The second half is more intriguing still. Hopeless Hugo finds a burst of pace from out of nowhere and Casillas thinks his deflected cross – off Puyol’s creaking knee – is going in. Knackered after all that darting run, Hughie is subbed moments later. Lawrenson thinks he’s done all right and he’s convinced Portugal won’t score because they haven’t got a big lad up front – worth remembering when Lawrenson jumps on the “Sack Capello” bandwagon.

Torres is taken off and Spain improve. Again. Funny, that. His replacement, Fernando Llorente, is “a big lad up front.” But Torres “would have scored” the header Llorente misses within moments of coming on. It is a more difficult chance than suggested – Llorente is at full stretch and Portuguese keeper Eduardo saves it. But there’s no time to ponder this as Villa curls one just wide before a trademark tight passing move on the edge of the Portuguese box gives him space to fire a left-foot shot at Eduardo. The keeper, as per, saves it (for a team playing “blanket defence” Portugal do leave him exposed rather a lot). But Villa, with his afore-mentioned balance and mobility, right-foots home the rebound. And “attacking football has won” (Hansen).  If Martin Keown had been commentating, he’d be suggesting that “Premiership managers” should “have a look” at Villa. If Villa shows this form for Barcelona, Real Madrid are coming second again… and again… and…

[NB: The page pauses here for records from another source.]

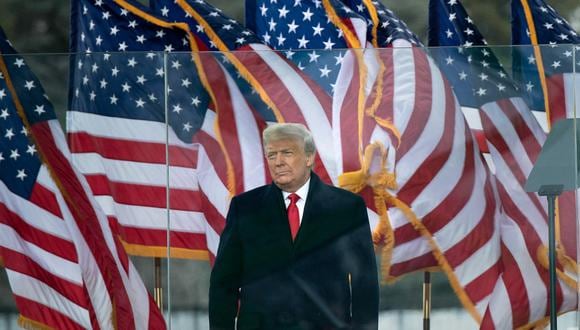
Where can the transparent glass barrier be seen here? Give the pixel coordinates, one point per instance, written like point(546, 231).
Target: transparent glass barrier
point(439, 142)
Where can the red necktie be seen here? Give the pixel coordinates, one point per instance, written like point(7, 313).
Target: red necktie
point(293, 216)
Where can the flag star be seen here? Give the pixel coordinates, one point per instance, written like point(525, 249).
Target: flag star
point(292, 26)
point(19, 62)
point(328, 44)
point(31, 149)
point(122, 46)
point(185, 82)
point(263, 9)
point(39, 109)
point(175, 64)
point(141, 79)
point(324, 71)
point(302, 42)
point(21, 174)
point(313, 56)
point(126, 87)
point(317, 30)
point(272, 25)
point(529, 86)
point(29, 85)
point(282, 12)
point(281, 39)
point(195, 101)
point(9, 134)
point(266, 37)
point(307, 15)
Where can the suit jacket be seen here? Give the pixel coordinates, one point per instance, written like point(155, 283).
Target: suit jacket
point(325, 279)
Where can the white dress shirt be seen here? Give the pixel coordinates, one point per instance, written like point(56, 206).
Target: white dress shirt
point(302, 192)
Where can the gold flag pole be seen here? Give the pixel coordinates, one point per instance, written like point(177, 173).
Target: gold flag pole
point(158, 291)
point(426, 300)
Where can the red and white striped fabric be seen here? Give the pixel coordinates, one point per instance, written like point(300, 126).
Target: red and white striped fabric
point(440, 176)
point(515, 139)
point(68, 270)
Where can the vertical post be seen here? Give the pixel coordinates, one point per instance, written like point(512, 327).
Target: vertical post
point(158, 290)
point(426, 301)
point(551, 192)
point(552, 260)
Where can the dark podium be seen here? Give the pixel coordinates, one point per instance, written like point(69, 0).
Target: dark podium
point(555, 171)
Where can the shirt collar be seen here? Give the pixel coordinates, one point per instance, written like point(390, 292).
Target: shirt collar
point(302, 192)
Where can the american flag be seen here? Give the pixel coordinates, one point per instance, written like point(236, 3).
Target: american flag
point(65, 267)
point(439, 172)
point(515, 138)
point(133, 94)
point(549, 73)
point(307, 36)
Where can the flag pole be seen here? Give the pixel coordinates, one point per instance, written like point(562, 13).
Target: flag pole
point(426, 300)
point(157, 290)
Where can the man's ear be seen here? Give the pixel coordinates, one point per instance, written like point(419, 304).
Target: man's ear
point(310, 160)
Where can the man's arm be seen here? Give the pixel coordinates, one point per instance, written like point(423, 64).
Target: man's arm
point(225, 276)
point(365, 285)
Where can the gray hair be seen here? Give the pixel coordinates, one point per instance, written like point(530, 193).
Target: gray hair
point(289, 131)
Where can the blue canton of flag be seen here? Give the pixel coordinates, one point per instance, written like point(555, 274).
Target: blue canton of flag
point(544, 27)
point(296, 26)
point(123, 71)
point(389, 26)
point(19, 162)
point(473, 70)
point(230, 32)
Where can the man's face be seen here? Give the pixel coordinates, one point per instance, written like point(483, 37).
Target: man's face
point(288, 163)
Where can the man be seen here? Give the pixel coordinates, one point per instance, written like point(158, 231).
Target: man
point(296, 254)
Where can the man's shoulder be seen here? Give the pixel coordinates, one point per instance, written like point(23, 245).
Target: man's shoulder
point(254, 193)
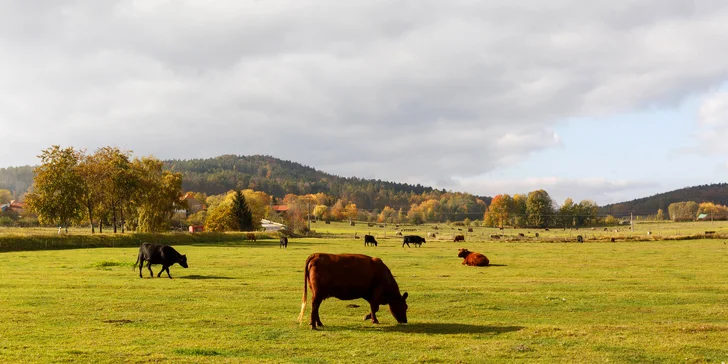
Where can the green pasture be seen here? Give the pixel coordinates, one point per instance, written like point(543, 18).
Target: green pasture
point(445, 232)
point(641, 302)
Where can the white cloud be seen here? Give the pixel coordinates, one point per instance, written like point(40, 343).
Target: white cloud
point(712, 131)
point(401, 90)
point(600, 190)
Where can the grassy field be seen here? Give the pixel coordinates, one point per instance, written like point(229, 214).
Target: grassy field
point(594, 302)
point(444, 232)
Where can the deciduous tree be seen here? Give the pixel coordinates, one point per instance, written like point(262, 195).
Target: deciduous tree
point(241, 212)
point(57, 188)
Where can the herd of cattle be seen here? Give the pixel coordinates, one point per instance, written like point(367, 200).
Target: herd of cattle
point(343, 276)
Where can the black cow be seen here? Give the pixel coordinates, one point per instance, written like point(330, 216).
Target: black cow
point(369, 239)
point(159, 254)
point(414, 239)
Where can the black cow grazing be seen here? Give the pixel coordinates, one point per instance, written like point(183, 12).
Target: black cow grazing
point(158, 254)
point(369, 239)
point(348, 277)
point(414, 239)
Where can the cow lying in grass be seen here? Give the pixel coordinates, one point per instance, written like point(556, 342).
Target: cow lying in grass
point(473, 258)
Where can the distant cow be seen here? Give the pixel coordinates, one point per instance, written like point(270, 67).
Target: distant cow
point(158, 254)
point(348, 277)
point(473, 258)
point(414, 239)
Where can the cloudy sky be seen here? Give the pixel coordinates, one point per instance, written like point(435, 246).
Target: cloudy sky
point(601, 100)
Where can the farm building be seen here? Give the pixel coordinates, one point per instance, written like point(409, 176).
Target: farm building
point(271, 226)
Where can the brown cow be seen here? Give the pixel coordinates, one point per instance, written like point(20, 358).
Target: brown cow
point(348, 277)
point(473, 258)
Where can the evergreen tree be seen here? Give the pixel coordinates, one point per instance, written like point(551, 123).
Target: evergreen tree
point(242, 212)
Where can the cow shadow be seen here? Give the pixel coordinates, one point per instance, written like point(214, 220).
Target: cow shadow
point(449, 329)
point(194, 276)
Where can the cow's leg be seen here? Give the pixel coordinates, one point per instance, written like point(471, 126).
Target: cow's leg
point(373, 314)
point(315, 318)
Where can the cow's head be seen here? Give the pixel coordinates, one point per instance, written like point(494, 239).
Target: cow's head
point(398, 308)
point(183, 261)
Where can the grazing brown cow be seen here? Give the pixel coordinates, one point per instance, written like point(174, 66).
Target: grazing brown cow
point(348, 277)
point(473, 258)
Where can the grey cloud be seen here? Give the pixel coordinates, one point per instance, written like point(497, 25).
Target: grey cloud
point(403, 90)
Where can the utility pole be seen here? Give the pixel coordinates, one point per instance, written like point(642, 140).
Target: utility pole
point(631, 223)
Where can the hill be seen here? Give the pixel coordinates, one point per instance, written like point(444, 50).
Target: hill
point(17, 180)
point(717, 193)
point(280, 177)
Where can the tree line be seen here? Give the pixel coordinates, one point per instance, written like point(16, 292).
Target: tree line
point(104, 188)
point(537, 209)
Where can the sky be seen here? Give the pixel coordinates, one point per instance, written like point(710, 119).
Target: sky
point(600, 100)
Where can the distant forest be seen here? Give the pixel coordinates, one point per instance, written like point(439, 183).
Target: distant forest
point(716, 193)
point(278, 178)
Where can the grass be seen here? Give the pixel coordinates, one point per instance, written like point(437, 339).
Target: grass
point(445, 232)
point(635, 302)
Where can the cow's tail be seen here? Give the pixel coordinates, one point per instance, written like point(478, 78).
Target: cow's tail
point(139, 257)
point(305, 290)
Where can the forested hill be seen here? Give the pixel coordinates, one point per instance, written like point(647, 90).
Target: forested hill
point(17, 180)
point(278, 178)
point(716, 193)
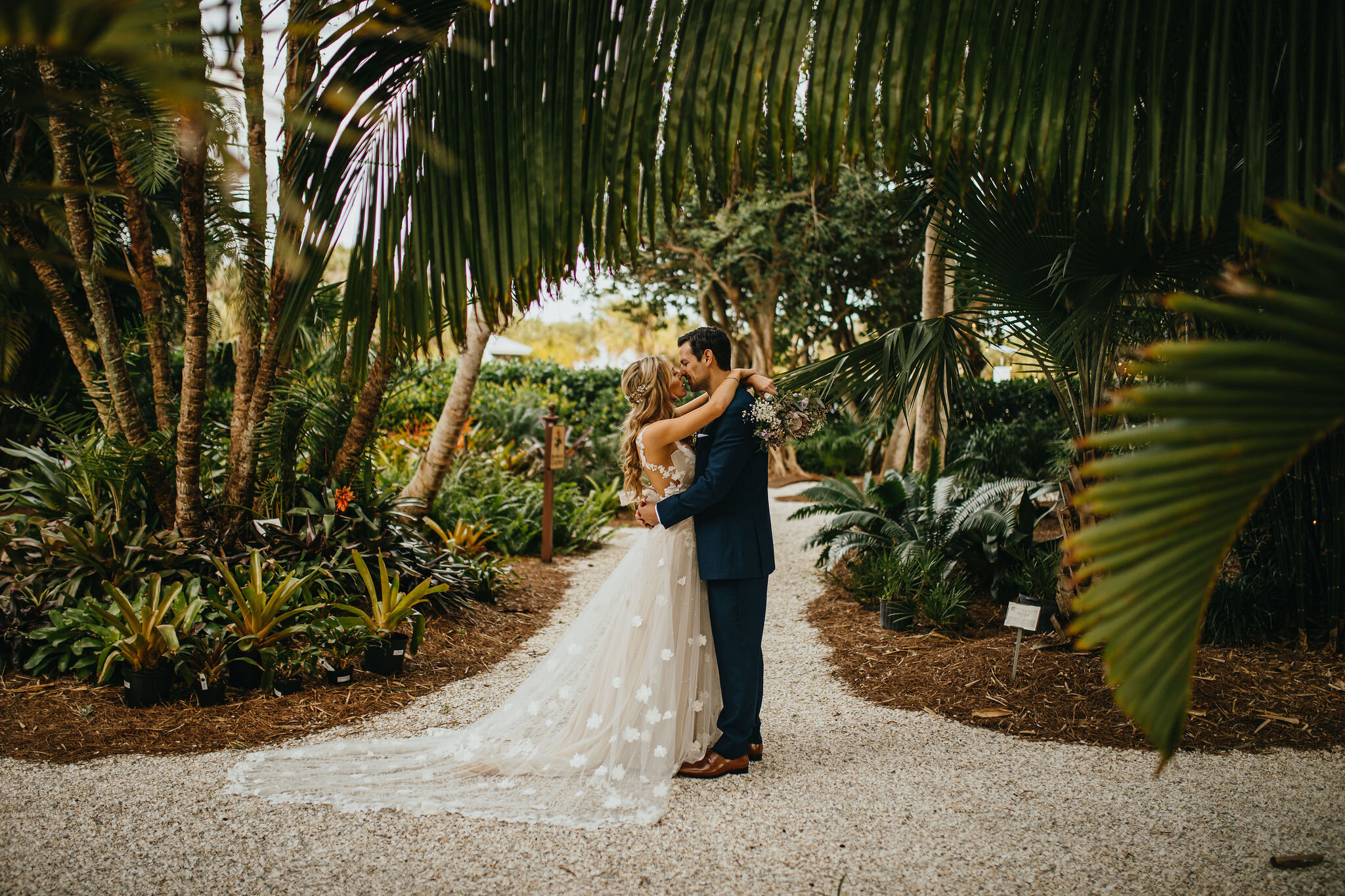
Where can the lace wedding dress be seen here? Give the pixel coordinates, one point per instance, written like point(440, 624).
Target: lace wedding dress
point(591, 739)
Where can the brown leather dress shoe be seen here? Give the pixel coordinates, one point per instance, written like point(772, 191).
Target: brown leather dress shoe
point(713, 766)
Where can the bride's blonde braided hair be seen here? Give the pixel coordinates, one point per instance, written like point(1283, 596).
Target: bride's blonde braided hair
point(646, 386)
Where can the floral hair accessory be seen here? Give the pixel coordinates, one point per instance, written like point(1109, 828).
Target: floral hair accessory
point(638, 394)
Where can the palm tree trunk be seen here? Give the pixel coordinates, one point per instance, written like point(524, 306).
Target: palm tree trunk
point(362, 422)
point(191, 172)
point(255, 241)
point(443, 444)
point(899, 445)
point(64, 308)
point(301, 60)
point(68, 177)
point(931, 427)
point(64, 141)
point(144, 274)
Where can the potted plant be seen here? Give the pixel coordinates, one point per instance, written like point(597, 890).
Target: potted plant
point(146, 639)
point(291, 668)
point(257, 618)
point(389, 608)
point(896, 609)
point(338, 643)
point(202, 661)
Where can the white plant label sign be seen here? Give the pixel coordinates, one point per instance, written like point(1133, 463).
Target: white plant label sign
point(1021, 616)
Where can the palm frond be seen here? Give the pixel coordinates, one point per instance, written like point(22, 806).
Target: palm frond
point(1231, 418)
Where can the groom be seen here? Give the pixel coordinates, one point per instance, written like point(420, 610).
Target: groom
point(735, 548)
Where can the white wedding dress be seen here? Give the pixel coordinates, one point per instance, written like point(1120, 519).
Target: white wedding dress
point(591, 739)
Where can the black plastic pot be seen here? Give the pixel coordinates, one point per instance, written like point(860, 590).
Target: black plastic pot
point(242, 673)
point(210, 695)
point(341, 676)
point(893, 616)
point(144, 688)
point(385, 656)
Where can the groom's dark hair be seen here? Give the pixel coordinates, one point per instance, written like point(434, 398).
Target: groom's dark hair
point(711, 339)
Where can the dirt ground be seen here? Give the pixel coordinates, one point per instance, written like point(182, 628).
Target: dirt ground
point(1245, 698)
point(70, 720)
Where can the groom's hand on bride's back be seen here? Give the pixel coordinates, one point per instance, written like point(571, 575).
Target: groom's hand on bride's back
point(648, 515)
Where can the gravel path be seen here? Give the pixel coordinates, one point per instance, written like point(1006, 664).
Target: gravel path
point(889, 801)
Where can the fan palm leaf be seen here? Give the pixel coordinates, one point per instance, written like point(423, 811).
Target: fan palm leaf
point(1231, 418)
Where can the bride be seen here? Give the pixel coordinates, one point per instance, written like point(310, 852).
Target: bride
point(594, 736)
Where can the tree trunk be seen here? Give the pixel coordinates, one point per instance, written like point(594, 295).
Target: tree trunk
point(64, 141)
point(931, 425)
point(64, 307)
point(79, 222)
point(370, 395)
point(362, 423)
point(255, 241)
point(899, 445)
point(191, 171)
point(301, 58)
point(144, 274)
point(443, 444)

There’s more Eduardo saves – it’s him or the unlikely Richard Kingson of Ghana for keeper of the tournament at this rate. Portugal’s Ricardo Costa waves an arm at Capdevila and gets sent-off (Seedorf: “he was sent-off for the intention”) and CBR pings one wide, to louder-than-vuvuzela booing from the crowd. Klinsmann catches the BBC punditry disease before the end, insisting that Germany “have not been a goal down” in this tournament yet. But this doesn’t spoil a fine night. Good football, intriguing or skilful, the right result, and informative, listenable punditry. It certainly didn’t sound like one of ours.